The agreement comes at a politically delicate time for the Iraqi government and could be a boost for Baghdad. Mr. Kadhimi has faced increasing pressure from Iran-aligned parties and paramilitary groups who oppose the U.S. military role in the country.
Mr. Biden and Mr. Kadhimi met in the Oval Office for their first face-to-face talks as part of a strategic dialogue between the United States and Iraq.
“Our role in Iraq will be ... to be available, to continue to train, to assist, to help and to deal with ISIS as it arises, but we’re not going to be, by the end of the year, in a combat mission,” Mr. Biden told reporters. There are currently 2,500 U.S. troops in Iraq focusing on countering the remnants of Islamic State. The U.S. role in Iraq will shift entirely to training and advising the Iraqi military to defend itself.
For Mr. Biden, the deal to end the combat mission in Iraq follows decisions to carry out an unconditional withdrawal from Afghanistan and wrap up the U.S. military mission there by the end of August.
Together with his agreement on Iraq, the Democratic President is moving to formally complete U.S. combat missions in the two wars that then-President George W. Bush began under his watch nearly two decades ago. A U.S.-led coalition invaded Iraq in March 2003 based on charges that then-Iraqi leader Saddam Hussein’s government possessed weapons of mass destruction. Saddam was ousted from power, but such weapons were never found.
In recent years, the U.S. mission was focused on helping defeat the IS militants in Iraq and Syria.

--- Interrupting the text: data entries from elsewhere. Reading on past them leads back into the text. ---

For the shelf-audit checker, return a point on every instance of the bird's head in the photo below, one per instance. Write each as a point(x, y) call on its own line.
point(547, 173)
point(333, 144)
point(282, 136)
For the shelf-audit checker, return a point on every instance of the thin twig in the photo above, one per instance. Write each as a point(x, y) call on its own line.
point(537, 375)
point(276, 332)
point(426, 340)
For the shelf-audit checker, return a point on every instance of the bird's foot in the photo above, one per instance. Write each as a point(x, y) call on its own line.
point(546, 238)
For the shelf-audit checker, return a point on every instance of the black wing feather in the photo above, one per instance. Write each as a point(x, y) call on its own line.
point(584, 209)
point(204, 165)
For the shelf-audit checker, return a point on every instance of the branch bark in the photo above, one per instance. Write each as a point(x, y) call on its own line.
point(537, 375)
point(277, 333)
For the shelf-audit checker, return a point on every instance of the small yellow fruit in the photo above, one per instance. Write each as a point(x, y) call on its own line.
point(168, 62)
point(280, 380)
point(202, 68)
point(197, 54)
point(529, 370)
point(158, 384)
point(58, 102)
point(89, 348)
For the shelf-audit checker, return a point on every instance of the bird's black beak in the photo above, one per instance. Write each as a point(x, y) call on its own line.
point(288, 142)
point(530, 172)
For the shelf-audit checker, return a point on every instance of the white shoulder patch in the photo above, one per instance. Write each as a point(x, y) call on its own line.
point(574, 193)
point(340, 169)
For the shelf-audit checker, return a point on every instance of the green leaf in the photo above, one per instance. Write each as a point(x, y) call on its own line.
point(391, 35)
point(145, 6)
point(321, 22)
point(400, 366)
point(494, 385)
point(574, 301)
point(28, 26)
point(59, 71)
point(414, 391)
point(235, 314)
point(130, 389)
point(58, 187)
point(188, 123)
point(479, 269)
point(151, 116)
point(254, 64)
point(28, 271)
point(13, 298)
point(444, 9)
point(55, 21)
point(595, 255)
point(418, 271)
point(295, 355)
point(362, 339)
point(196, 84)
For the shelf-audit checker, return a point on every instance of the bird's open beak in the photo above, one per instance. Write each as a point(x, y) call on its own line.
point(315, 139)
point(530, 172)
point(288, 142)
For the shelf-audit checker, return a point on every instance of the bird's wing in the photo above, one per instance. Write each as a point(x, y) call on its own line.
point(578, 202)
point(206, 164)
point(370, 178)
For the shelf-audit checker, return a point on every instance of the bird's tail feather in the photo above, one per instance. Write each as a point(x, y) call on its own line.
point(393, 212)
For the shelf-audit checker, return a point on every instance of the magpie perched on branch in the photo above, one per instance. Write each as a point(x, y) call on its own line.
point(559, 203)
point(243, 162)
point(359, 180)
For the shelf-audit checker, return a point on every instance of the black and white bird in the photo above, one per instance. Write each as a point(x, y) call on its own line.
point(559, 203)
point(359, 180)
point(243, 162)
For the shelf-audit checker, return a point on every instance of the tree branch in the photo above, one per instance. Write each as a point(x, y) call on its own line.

Mr. Kadhimi, who is seen as friendly to the U.S., has tried to check the power of Iran-aligned militias. But his government condemned U.S. air strikes against Iran-aligned fighters along its border with Syria in late June, calling it a violation of Iraqi sovereignty. In remarks to a small group of reporters after the talks, Mr. Kadhimi stressed that his government was responsible for responding to such attacks. He acknowledged that he had reached out to Tehran to address them. “We speak to Iranians and others in an attempt to put a limit to these attacks, which are undermining Iraq and its role,” he said.
Several powerful pro-Iran groups in Iraq welcomed an announcement by the U.S.
Conquest Alliance, the political wing of Iraq’s Hashed-al-Shaabi paramilitary network, which is dominated by pro-Iran groups, said it considered Mr. Biden’s announcement “to be a positive step towards the full sovereignty of Iraq”. “We hope that it will materialise on the ground.”